When he says "I'm not here for the righteous". He means the self-righteous.

Andy Griess

If you consider yourself to be righteous, you don't need any help, you're going to stay where you are for the rest of your life - Jesus has no help for them. His help is for those who recognize that they're sick, that's why you go to a hospital. And the church was founded with people who recognize that they're sick. They found that Jesus had the answer. He's forgiven their sins, His spirit now lives in them, they've been given new life. They have now a mission to be the light of the world to take the message of Jesus to the world. They're to go to the rest of the sick and say, listen, if you recognize you have needs Jesus is the answer. We found him. We're learning to be what he called us to be. And we want you to join us wherever you're at. Jump right in and let's go. So it should be in some sense, a functional hospital.

Bruce Peterson

A functional hospital, that's the key. So the full range of a hospital is not just an emergency room, right?
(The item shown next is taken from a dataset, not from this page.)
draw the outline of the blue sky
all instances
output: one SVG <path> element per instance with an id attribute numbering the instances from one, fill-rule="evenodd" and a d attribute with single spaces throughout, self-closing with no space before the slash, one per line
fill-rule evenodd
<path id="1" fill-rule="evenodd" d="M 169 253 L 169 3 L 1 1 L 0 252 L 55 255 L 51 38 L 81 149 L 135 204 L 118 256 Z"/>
Our message isn't just, "Hey, Jesus forgives sin, so just sit in the pews, be as sinful as you want with no expectation of health, you're here simply for forgiveness." I think that's wrong, the church isn't just an emergency room. A hospital's not just an emergency room. You have the emergency room, and people who need real help should feel totally welcome, that's where they can go for help. Then you go from the emergency room to a care room, you get your own room maybe on floor two and three. And then four, you go to rehab. The goal is to leave the hospital healthy or at least relatively healthy, right? It's the whole gamut. So yeah, you should have people who aren't judged. You should be able to come in because you don't know the message of grace and what God's love can do for a person. At the same time we're all patients, but we're all also doctors, we need to help and we should have an expectation of growth, and we are the light of the world. So we can't stay people who need an emergency room. We have to move all the way to people who are just coming for a little rehab and we're leaving healthier to go reach our world.

Andy Griess

And just to kind of wrap things up: if the church is going to be that kind of a hospital, the goal of everybody should be, "I'm gonna take what Jesus has done for me, and I need people in this town to know that if they're broken and sick they don't have to stay there. There's a place where they can come." And so the people that have been healed are the ones who reach the rest.

Bruce Peterson

That's right. In this whole song. I think Matthew West is pushing the church to be real. Be sojourners, don't be fake. If we all own our issues, then we can demonstrate a real process and real progress, and then we can actually be real help to those who need it. So people who need help - all of us, but some desperately - should be able to come sit in our pews, get our healing, get our help, because we have all gotten help. We should offer help instead of judgment, and we should have a "in" door and "out" door. You come in sick and you leave a little healthier. And if we do that for the course of our life, we'll make a huge difference.

Andy Griess

And I think the reason this song kind of conveys a sense of sadness is because the world knows this is what the church should be. It should be our vision as the church that we want to be the light that Jesus intends us to be.